Of course most of the story is about the troubles of being the only remaining man alive in a world that just lost half its population while trying to travel from New York to Boston to California and eventually most of the rest of the world. How would women react? What sorts of communities would they re-build? The short answer is well and badly, communities of hate and communities of inclusion, all with very recognizable human motivations. There are neo-amazons who set out to destroy any vestige of maleness in the world. There are the ex-cons that were let out of prison (what if the female guards hadn't freed them?) who form a community based around shared pasts and a belief in reform, responsibility and independence. Fanatic nationalists, drug smugglers, post-male feminist activist acting troupes.

Throughout the entire run a variety of possible causes ranging from disease, to curses, to divine retribution, to gaia/evolution re-setting a balance are proposed. The thing they all have in common, aside from never being definitively set as "the" cause, is that every single one of them revolves around the incredible hubris that the actions of a single person caused this to happen. Right along side the obvious parallel of the hubris that a single man could "save" the entire human species.
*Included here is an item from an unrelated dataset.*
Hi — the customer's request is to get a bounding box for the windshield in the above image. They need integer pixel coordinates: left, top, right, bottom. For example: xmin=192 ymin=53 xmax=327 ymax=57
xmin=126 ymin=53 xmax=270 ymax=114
The story is well told, beautifully illustrated, and plays with a whole range of human emotions and motivations in a fairly believable fashion. If it skims past a lot of the practical details and problems, it at least acknowledges them in passing. My biggest problem is that while any given installment contains some time references like "New York, 10 minutes ago" and "Washington D.C., now" the actual timeline of the entire series of chapters (issues? installments?) is not clearly laid out. And it doesn't help that two chapters might take place in immediate succession, or weeks or months apart. That probably worked fine for anyone reading each installment as it came out each month but if you're reading them in collected and straight through it becomes slightly annoying and distracting.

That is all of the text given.